文字入力は問題なくできる方がほとんどです。どんな成果物を作ったかを聞いてみると良いでしょう。議事録や報告書などの作成経験があることが望ましいです。

Excel

Excelを利用して何かを管理した経験があるかなどを確認してみると良いでしょう。また、基本的な関数が使えるかを確認してみるのも良いでしょう。SUM関数、IF関数、VLOOKUP(XLOOKUP)関数などが産業保健職職はよく使う関数です。
関数ネストやマクロの作成までできる方は稀です。

PowerPoint

学会発表やカンファレンスで使いなれている方も多いと思います。Word同様、どんな成果物を作ったか確認してみるのが良いでしょう。

ビジネスマナー

企業の新人教育には必ずと言ってよいほど「ビジネスマナー研修」が組み込まれています。

名刺交換の仕方や電話対応、上座や下座といった席次。お客さまや仕事で関わる方と対面した際の基本的なマナー、メールやビジネス文書の書き方といったことを入社してすぐにしっかりトレーニングします。

逆に、医療機関での新人研修には、「ビジネスマナー研修」が組み込まれていないことがほとんどです。社会人としてのマナーはもちろん身についていると思いますが、ビジネスに特化したマナーというのは、医療機関ではなかなか学ぶ機会がありません。

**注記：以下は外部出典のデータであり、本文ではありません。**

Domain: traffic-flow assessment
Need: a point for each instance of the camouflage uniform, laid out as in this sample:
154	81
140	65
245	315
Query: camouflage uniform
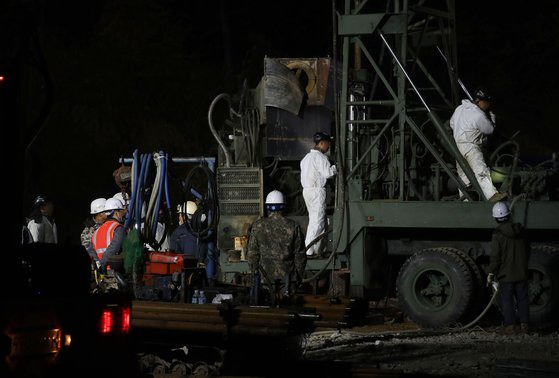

そのため、ビジネマナーの取得状況については、人によってかなりの違いがあります。

接遇を重要視する場合は、一般企業での経験や医療職以外での経験があるかどうかを確認してみるのが良いでしょう。

まとめ

産業保健師を採用する際に確認すべきスキルや経験について、臨床経験が必須かどうか、確認した方が良いスキルや経験をお伝えしました。

今回は、臨床経験が必須かどうか、という部分に焦点を当てましたが、必須でない=役に立たないというわけではありません。臨床での経験が保健指導やその他の業務に活きることはたくさんあります。

しかし、臨床経験だけが他の業務に活きる経験ではありません。どんな経験でも、それを糧に活躍できる方を採用できるのが一番です。

採用する際に何を重要視するかでも確認した方が良いスキルや経験は変わってくるので、企業としてどのような保健師と一緒に働きたいかをまずは整理してみることをお勧めします。